La réduction de l’écart salarial entre hommes et femmes est un pas dans la bonne direction

De nombreuses entreprises ont fait des années de belles paroles en faveur de la réduction de l’écart salarial entre les sexes. Néanmoins, la publication des toutes premières données de la Workplace Gender Equality Agency sur le montant des salaires supérieurs aux hommes par rapport aux femmes est susceptible de faire pression sur les entreprises australiennes pour qu’elles cessent de faire de la poudre aux yeux et créent des lieux de travail qui reflètent mieux les attentes de la communauté.

Jen Jackson, responsable de la formation professionnelle au Rosebank College, à gauche, et Nancy Albatti, responsable des ressources humaines. L’école présente un écart salarial entre les sexes en faveur des femmes.Crédit: Cornichons Edwina

Les données concernent près de 5000 entreprises de plus de 100 salariés. Qantas, Virgin Australia, Telstra, Woodside et Macquarie Group font partie des entreprises répertoriées comme présentant d’importants écarts de rémunération entre hommes et femmes. Des données similaires concernant les employés du secteur public du Commonwealth seront publiées l’année prochaine.

L’agence collecte des informations depuis une décennie, mais n’a publié que des détails sur les différences globales de rémunération entre hommes et femmes, secteur par secteur, et non sur chaque entreprise. Le gouvernement albanais a réformé la législation l’année dernière pour inciter les employeurs à combler l’écart. Les données seront désormais publiées chaque année pour permettre aux entreprises de suivre l’efficacité de leurs réponses.

La ministre des Finances, Katy Gallagher, a cherché à apaiser les craintes, affirmant que les réformes ne visaient pas à désigner ou à humilier les entreprises. La chef de l’agence, Mary Wooldridge, a déclaré dans un communiqué que la publication des écarts salariaux tiendrait les employeurs responsables non seulement de leurs performances actuelles, mais également des actions et des engagements que chaque organisation a pris en réponse à leur écart salarial et de la façon dont il pourrait évoluer au fil du temps.

Il est juste que l’on mette en lumière ces différences salariales entre hommes et femmes, car, malgré des années de discours de certaines entreprises visant à réduire l’écart salarial entre hommes et femmes, les chiffres sont clairs.

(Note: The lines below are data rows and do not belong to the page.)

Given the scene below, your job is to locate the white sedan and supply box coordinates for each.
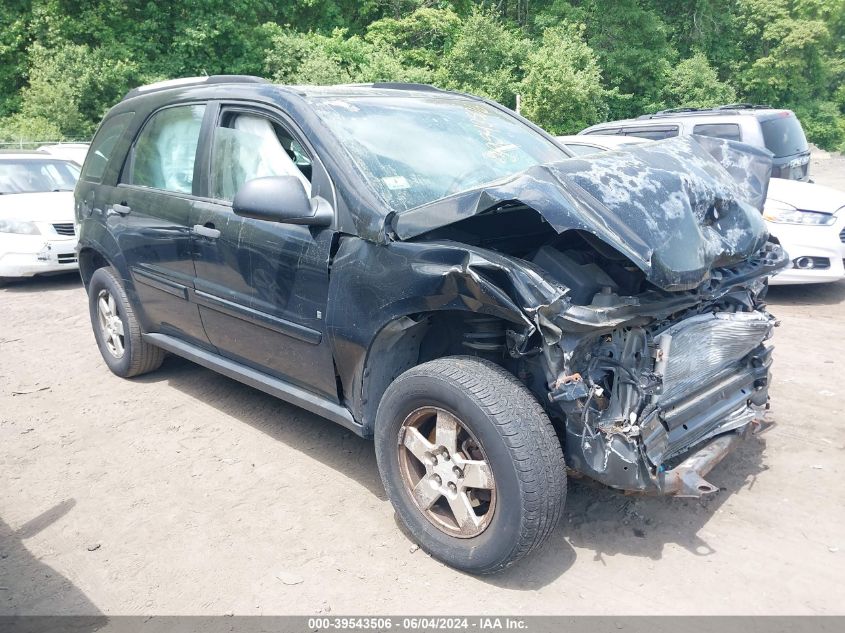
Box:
[763,178,845,285]
[0,152,79,281]
[557,135,845,286]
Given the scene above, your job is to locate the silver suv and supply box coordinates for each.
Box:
[579,103,810,181]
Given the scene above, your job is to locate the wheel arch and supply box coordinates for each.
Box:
[353,309,524,437]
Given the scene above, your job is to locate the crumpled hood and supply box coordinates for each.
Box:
[392,136,772,290]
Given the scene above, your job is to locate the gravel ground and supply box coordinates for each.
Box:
[0,152,845,615]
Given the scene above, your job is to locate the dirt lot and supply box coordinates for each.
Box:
[0,153,845,615]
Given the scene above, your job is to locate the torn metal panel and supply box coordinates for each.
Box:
[393,136,771,290]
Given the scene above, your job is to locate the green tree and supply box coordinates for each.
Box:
[2,43,138,140]
[586,0,678,118]
[435,11,529,108]
[660,53,736,108]
[521,26,609,134]
[366,7,461,70]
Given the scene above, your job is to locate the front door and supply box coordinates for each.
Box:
[192,106,338,402]
[112,104,208,347]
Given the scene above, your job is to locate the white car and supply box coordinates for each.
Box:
[38,143,91,167]
[0,152,79,281]
[557,134,845,286]
[763,178,845,286]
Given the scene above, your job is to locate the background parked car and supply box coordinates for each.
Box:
[578,103,810,181]
[38,143,91,167]
[0,152,79,281]
[763,178,845,285]
[557,134,845,285]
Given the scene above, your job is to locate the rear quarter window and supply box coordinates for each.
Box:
[81,112,135,182]
[760,114,809,158]
[692,123,742,141]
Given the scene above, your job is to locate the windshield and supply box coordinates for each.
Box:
[0,159,79,194]
[316,97,569,211]
[760,114,809,158]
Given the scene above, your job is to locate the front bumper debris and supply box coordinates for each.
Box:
[657,424,751,497]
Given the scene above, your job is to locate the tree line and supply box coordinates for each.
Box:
[0,0,845,150]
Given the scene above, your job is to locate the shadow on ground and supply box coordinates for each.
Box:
[766,281,845,306]
[136,357,766,591]
[0,499,105,631]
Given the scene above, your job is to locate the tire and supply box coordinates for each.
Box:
[375,356,566,574]
[88,267,165,378]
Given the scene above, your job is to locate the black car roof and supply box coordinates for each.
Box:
[123,75,473,101]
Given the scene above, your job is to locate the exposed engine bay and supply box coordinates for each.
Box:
[370,139,786,496]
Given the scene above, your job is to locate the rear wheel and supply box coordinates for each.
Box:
[88,267,165,378]
[375,357,566,574]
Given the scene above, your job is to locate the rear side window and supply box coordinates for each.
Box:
[623,125,678,141]
[82,112,135,182]
[692,123,742,141]
[129,105,205,193]
[760,114,810,158]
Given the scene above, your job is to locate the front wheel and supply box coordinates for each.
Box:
[375,357,566,574]
[88,267,165,378]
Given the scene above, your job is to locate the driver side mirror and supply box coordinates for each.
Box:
[232,176,333,226]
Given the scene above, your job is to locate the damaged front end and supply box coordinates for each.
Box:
[391,137,787,496]
[548,304,775,496]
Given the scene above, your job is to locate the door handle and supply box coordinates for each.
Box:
[191,222,220,240]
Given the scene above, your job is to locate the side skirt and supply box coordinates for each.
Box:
[143,334,364,437]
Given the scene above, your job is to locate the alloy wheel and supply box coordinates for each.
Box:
[399,407,496,538]
[97,288,126,358]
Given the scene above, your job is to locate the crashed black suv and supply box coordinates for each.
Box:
[76,76,786,573]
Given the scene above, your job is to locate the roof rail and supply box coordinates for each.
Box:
[715,103,772,110]
[372,81,443,92]
[123,75,269,100]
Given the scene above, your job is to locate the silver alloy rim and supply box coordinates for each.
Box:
[97,288,126,358]
[399,407,496,538]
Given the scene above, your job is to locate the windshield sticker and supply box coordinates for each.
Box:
[381,176,411,191]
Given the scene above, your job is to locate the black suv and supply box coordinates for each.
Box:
[75,76,786,573]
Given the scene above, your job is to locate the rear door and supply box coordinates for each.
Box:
[113,103,213,347]
[192,104,338,402]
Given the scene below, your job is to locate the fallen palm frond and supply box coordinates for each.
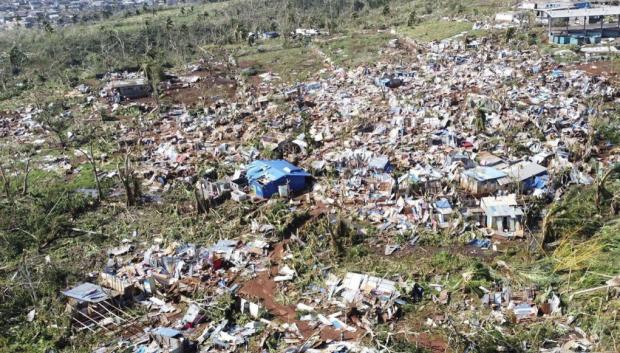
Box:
[553,237,606,272]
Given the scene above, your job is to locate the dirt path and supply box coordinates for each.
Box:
[239,241,361,341]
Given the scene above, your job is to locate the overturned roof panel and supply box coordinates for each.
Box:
[463,167,506,181]
[546,6,620,18]
[504,162,547,181]
[247,160,310,182]
[62,282,109,303]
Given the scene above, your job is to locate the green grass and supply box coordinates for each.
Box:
[398,20,473,42]
[237,45,323,83]
[318,32,394,68]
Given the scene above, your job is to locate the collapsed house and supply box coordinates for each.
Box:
[480,194,523,235]
[246,160,311,198]
[108,78,151,99]
[461,166,507,195]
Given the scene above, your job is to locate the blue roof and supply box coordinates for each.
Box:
[246,159,310,182]
[463,167,507,181]
[153,327,181,337]
[435,198,452,208]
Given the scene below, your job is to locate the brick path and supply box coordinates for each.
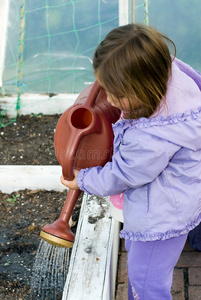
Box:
[116,241,201,300]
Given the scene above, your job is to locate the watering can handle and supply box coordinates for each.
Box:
[62,81,101,180]
[62,130,83,180]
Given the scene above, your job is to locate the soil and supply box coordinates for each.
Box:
[0,115,81,300]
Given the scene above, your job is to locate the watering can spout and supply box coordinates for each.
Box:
[40,189,81,248]
[40,81,120,248]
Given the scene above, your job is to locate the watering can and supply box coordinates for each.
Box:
[40,81,120,248]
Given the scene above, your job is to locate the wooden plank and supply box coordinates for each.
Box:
[62,195,119,300]
[0,165,66,193]
[0,94,79,118]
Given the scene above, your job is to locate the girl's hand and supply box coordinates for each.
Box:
[60,169,79,190]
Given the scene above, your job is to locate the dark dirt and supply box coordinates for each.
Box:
[0,115,81,300]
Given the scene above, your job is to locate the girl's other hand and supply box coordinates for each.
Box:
[60,169,79,190]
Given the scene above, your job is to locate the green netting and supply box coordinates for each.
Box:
[0,0,201,126]
[3,0,118,93]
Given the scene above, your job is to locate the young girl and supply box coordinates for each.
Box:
[61,24,201,300]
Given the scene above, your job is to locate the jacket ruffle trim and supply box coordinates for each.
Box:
[113,107,201,128]
[120,214,201,242]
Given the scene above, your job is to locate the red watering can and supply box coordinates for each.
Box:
[40,81,120,248]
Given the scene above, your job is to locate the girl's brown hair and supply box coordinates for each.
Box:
[93,24,176,119]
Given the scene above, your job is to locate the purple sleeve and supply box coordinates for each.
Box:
[78,131,179,196]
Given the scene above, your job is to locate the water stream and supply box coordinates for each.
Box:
[30,239,70,300]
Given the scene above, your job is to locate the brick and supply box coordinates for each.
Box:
[115,283,128,300]
[171,269,185,300]
[188,286,201,300]
[118,252,128,283]
[188,268,201,286]
[176,251,201,268]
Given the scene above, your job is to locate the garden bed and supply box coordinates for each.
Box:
[0,115,81,300]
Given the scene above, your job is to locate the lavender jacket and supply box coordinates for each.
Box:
[78,59,201,241]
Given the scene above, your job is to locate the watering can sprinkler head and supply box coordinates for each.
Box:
[40,81,120,248]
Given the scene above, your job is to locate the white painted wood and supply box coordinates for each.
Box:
[0,0,10,87]
[0,165,66,193]
[62,195,119,300]
[0,94,79,118]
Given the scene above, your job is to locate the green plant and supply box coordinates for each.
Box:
[6,194,20,203]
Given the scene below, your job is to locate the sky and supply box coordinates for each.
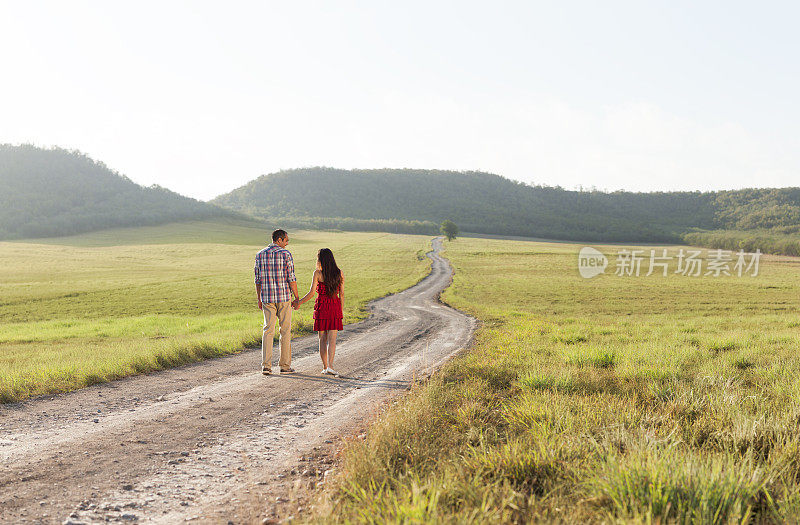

En Australie, le salaire de base médian d’une femme est inférieur de 14,5 pour cent, soit 11 542 dollars, à celui d’un homme, selon l’agence. Si l’on inclut le salaire total, y compris les primes, les heures supplémentaires, les pensions de retraite et autres incitations à la vente, l’écart salarial s’élève à 18 461 $, soit 19 pour cent.

Certaines industries sont bien pires que d’autres. Les hommes dominent dans le monde à haut risque et payant des primes de la finance et de l’investissement et dans les postes opérationnels sur site basés sur les cols bleus qui sont des emplois mieux rémunérés et attirent des heures supplémentaires et des indemnités. La construction et les services financiers présentaient l’écart le plus important, 25,2 pour cent et 23,6 pour cent respectivement. Pour notre part, notons que les médias d’information et les télécommunications ont obtenu un score de 22,5 pour cent.

Les entreprises australiennes n’ont pas créé d’écart salarial entre hommes et femmes. Pendant une grande partie du premier siècle de l’Australie, cette activité était inscrite dans un système de relations professionnelles fondé sur un soutien de famille masculin. Mais les entreprises, grandes et petites, n’ont pas réussi à s’adapter adroitement aux changements de la société australienne qui ont fait de chacun un soutien de famille et ont vu la participation des femmes au marché du travail passer de 30 pour cent au milieu des années 1960 à 64 pour cent cette année.

La liste sur l’écart salarial entre hommes et femmes est la dernière d’une série de réformes liées à l’évolution du lieu de travail qui ont abouti cette année. Reflétant l’érosion continue de la frontière entre le travail et la maison pour certains, de nouvelles lois autorisent les salariés à se déconnecter du travail. L’impact continu de la pandémie de COVID-19 a incité la Fair Work Commission à envisager de modifier les récompenses pour inclure le droit de travailler à domicile.